Israeli police yesterday obtained a court order banning the publication of details of the investigation into the burning of Tabgha's Church of the Multiplication of the Loaves and Fish last week.
Large crowds participated in the Sunday mass in the church and the protest rally following it.
A Jerusalem magistrate's court banned the publication of any details which could lead to the identification of any of the suspects.
The decision is valid until the 21 July.
Israeli Prime Minister Benjamin Netanyahu instructed the General Security Service to investigate the attack on the church.

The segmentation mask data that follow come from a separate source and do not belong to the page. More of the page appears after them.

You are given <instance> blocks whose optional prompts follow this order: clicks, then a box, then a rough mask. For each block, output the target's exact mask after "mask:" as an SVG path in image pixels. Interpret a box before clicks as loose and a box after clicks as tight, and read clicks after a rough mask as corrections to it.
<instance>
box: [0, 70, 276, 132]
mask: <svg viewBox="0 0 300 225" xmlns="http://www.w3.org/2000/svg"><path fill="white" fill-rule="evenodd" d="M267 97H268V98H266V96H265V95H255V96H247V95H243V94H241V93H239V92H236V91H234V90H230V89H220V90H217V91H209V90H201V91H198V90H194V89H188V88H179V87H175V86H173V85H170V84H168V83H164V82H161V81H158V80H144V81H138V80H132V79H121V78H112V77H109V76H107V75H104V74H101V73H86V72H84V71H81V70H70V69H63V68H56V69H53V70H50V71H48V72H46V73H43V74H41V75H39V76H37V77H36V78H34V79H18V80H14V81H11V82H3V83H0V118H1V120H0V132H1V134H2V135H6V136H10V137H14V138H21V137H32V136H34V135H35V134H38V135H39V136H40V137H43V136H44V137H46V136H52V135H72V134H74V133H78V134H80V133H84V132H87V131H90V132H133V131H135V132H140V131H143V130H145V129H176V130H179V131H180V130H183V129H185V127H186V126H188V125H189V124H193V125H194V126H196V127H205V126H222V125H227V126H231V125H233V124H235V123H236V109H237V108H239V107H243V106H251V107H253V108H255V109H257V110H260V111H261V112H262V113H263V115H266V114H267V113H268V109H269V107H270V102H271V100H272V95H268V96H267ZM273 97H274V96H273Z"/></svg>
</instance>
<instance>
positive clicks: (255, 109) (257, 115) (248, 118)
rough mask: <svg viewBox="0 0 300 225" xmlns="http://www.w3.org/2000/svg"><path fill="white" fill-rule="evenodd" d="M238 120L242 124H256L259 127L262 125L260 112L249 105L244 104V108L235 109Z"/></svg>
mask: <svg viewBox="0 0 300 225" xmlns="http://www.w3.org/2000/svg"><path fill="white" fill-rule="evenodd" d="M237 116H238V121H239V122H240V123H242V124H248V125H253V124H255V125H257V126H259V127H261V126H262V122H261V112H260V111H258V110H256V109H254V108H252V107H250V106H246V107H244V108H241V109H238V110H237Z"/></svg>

Since 2011, 17 hate crimes have been committed inside the Green Line in Jerusalem. The perpetrators of the 17 crimes, which targeted mosques and churches, have not been prosecuted.
According to a report published last week by Israeli newspaper Haaretz, the early months of 2014 saw a 200 per cent increase in such crimes which were attributed to far right groups. The overwhelming majority of the criminals responsible for those attacks were not brought to trial.
Thousands of Arab Israelis protested on Sunday against the arson attack. The demonstrators called for the protection of Christian and Muslim holy sites from Jewish settlers. The former Latin Patriarch of Jerusalem, Michel Sabbah, and Bishop Giacinto-Boulos Marcuzzo led a special Mass inside the church "in protest against the deliberate attack".